Let’s say you have a problem of how to get to work from your house in the suburbs to your office in the city. You look at your situation and you buy a car. The car provides the desired outcome of transportation to the office and back.
You do not have to specify the size of the engine, how much stopping power the brakes have to deliver, or the number of lumens its headlights put out. This is very much like agile procurement. You describe a preferred outcome that is important to you; everything else may change according to need or circumstance.
Rising citizen expectations and stretched government budgets are forcing a shift to agile procurement for officials. Traditional procurement models forced users to specify years in advance and in detailed form precisely what they want made before vendors decide whether they could fulfill those specifications at a reasonable profit. But requirements change along with users and failure rates were high, necessitating a change.

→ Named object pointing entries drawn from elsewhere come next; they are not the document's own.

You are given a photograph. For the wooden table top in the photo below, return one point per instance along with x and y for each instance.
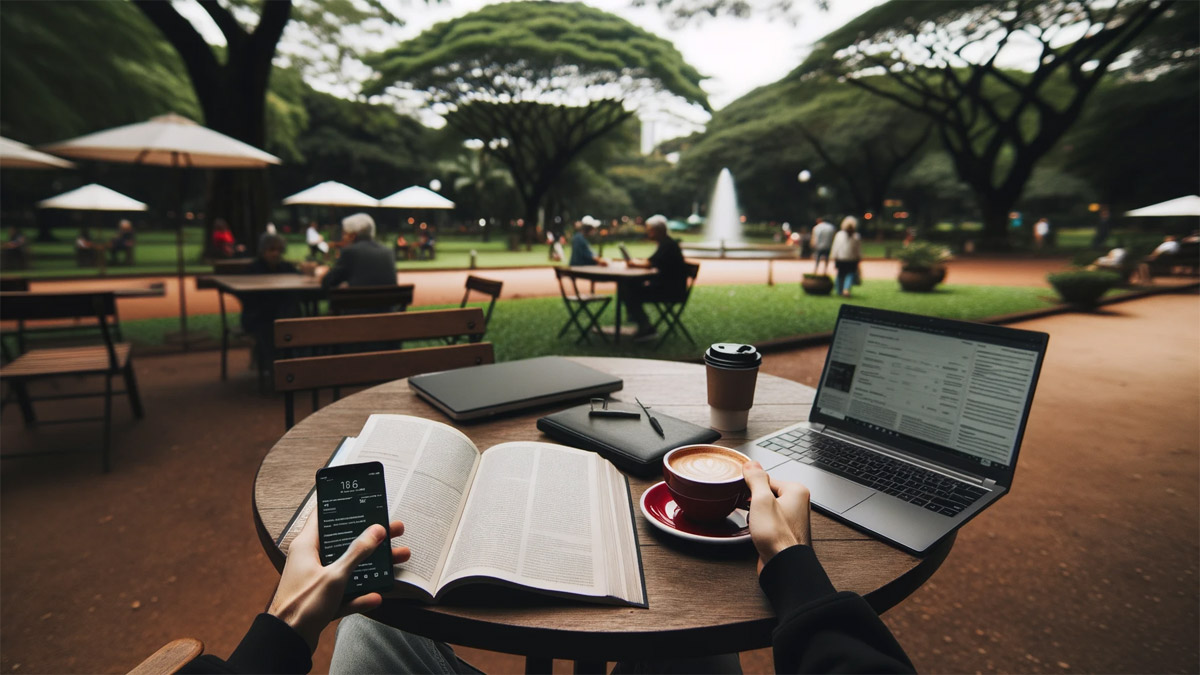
(264, 282)
(701, 598)
(610, 273)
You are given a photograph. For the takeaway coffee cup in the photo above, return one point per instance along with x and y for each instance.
(732, 372)
(706, 481)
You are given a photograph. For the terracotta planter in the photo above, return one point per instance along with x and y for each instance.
(816, 285)
(921, 280)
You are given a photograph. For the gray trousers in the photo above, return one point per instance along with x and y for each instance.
(369, 646)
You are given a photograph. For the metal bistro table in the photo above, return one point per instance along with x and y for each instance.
(306, 287)
(616, 273)
(701, 599)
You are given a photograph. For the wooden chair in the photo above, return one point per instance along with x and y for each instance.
(580, 304)
(171, 657)
(367, 368)
(671, 311)
(109, 359)
(487, 287)
(361, 299)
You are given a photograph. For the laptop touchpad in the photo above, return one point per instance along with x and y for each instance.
(828, 490)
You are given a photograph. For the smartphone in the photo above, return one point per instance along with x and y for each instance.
(351, 499)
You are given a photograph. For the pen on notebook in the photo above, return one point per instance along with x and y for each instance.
(654, 422)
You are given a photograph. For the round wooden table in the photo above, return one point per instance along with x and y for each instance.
(702, 599)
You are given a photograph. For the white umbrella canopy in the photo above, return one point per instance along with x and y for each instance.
(415, 197)
(333, 193)
(171, 141)
(1177, 207)
(93, 198)
(18, 155)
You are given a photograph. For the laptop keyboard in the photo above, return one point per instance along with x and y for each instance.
(900, 479)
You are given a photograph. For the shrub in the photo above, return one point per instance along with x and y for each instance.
(1083, 287)
(922, 255)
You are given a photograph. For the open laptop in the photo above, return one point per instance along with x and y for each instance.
(916, 425)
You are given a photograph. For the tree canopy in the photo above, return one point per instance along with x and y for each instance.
(537, 82)
(951, 64)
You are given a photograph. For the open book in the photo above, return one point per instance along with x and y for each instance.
(537, 515)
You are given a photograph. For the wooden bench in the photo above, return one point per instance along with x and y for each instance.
(109, 359)
(313, 372)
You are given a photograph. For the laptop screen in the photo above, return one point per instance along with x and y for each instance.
(957, 392)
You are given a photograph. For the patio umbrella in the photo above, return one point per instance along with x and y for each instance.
(18, 155)
(168, 141)
(93, 198)
(415, 197)
(1177, 207)
(331, 193)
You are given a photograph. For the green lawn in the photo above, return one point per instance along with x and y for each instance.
(717, 314)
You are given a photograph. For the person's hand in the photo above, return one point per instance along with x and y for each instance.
(779, 513)
(311, 595)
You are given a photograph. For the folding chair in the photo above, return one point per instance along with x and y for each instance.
(109, 359)
(367, 368)
(671, 311)
(365, 299)
(487, 287)
(580, 304)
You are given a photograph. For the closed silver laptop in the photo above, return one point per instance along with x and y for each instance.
(916, 425)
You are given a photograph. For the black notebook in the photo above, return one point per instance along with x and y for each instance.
(630, 443)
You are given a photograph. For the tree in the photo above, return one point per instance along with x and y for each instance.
(232, 83)
(946, 63)
(538, 82)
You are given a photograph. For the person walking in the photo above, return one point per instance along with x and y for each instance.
(822, 240)
(846, 252)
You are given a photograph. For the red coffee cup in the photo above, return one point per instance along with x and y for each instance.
(706, 481)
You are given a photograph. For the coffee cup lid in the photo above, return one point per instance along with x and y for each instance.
(732, 354)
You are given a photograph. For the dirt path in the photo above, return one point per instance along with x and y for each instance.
(1090, 565)
(443, 287)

An article from Deloitte clarifies:
The Agile process combines design with development and user acceptance. In other words, the software’s final design emerges through a collaborative effort between developers and business users. So the traditional procurement approach, heavy on functional specifications written up front, isn’t consistent with the Agile approach.
Agile software development requires software buyers to rethink the role of the contract. Instead of serving as the ultimate blueprint for the projects—detailed specs, precise price, firm deadlines—the contract becomes a guide for structuring the relationship between the government agency and the vendor. The shift in mind-set is profound. The agency is no longer looking to buy a “thing”—in this case a new software system. Instead, the agency is entering a relationship to jointly design and build a new software system.
Governance blog GovInsider points out a singular benefit of being agile:
Agile procurement helps encourage innovation, by shifting away from the traditional approach where full-scoped project details are spelled out from the start. Instead, a concise one page summary will do. “We simply say, ‘Here is our problem, we want the most brilliant solutions out there, and then we are going to let you fly,’”, Aneesh Chopra, former CTO of the United States told GovTech Magazine. “We’d still protect the integrity of the public dollar, but we’d figure out a way to let the private sector be inventive.”
The shift to agile procurement will demand a different approach from both contractors and the government. This new approach will demand a lot of trust between the two parties particularly in reference to the costs of the project. There can be no fixed price for a project whose contours were not specified beforehand. Equally, the government must also be protected from cost inflation. Incremental pricing may help here as the contract may be paid as certain short-term milestones are achieved.
One last bit of advice from Deloitte:
More than a well-written contract or massive spec document, for Agile to succeed there must be a leader at the agency with a vision for what the application is going to do: Whom does the software support? What is the business challenge being addressed? How will data enter and leave the system? The Agile process turns this vision into working software.